Béances

Elle se tient devant lui, assise à cette table, et tout à coup elle rit. Lui a cette Impression saugrenue de voir les soucoupes et les tasses léviter d’une façon anarchique.

Ce rire et la gravité dans laquelle il se maintient. Cette gravité à laquelle il s’accroche encore pour avoir l’air de quelqu’un ou quelque chose. Une béance, un infini de vide, hors de lui et en lui, dérange tous les possibles qu’il feuillète mentalement en quête d’horizon.

Iront ils au restaurant ? Puis au cinéma ? puis chez elle ou chez lui ?

Il tousse puis attrape la tasse en quête d’une solidité. Entre le pouce et l’index la rondeur de l’anse semble le rassurer un instant mais c’est sans compter sur le crescendo de ce rire qui s’envole vers les aigus.

Il décroche de l’instant présent pour tenter de trouver la logique de cette rencontre. La mémoire pour contrer le vertige.

Les premiers messages privés lui reviennent. Des propos raisonnables au début puis le premier écart quand soudain elle le charrie sur son humour.

Quelle carapace ! Vous vous prenez pour un intellectuel ? Je déteste les intellectuels ce ne sont pas de bons coups en général.

Pourquoi se défend t’il à cet instant précisément de ne pas en être un ? Et qu’est ce que ça peut bien vouloir dire « être un bon coup » ? Soudain il voit une file de silhouettes comme dans la chanson de Brel « Au suivant ». Une nausée bienfaitrice à laquelle il s’agrippe désormais que le rire est à son apogée.

Qu’est ce que je fous là se demande t’il.

Elle s’arrête de rire instantanément comme si elle pouvait lire ses pensées.
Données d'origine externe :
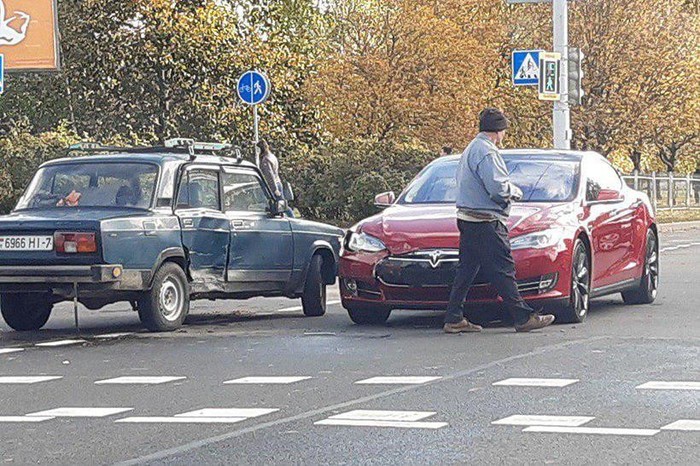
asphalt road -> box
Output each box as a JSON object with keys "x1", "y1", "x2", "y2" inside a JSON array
[{"x1": 0, "y1": 230, "x2": 700, "y2": 465}]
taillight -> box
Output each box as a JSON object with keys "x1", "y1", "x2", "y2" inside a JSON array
[{"x1": 54, "y1": 232, "x2": 97, "y2": 254}]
Son regard devient grave et elle dit

Vous n’aimez pas mon rire.

Il est désarçonné. Tente de balbutier quelque chose mais ça ne sort pas. Une gorgée de café dénouerait-t ‘elle le nœud qui grossit au fond de la gorge ? Gagner un peu de temps… tout au plus.

En même temps il s’obstine. Il ne veut pas la voir se lever et partir. Elle n’est pas laide, les fines pattes d’oie au coin des yeux l’émeuvent. Au fond de la voix, mise à part les artifices, une limpidité surnage. Comme une petite fille en train de se débattre au beau milieu d’un fleuve.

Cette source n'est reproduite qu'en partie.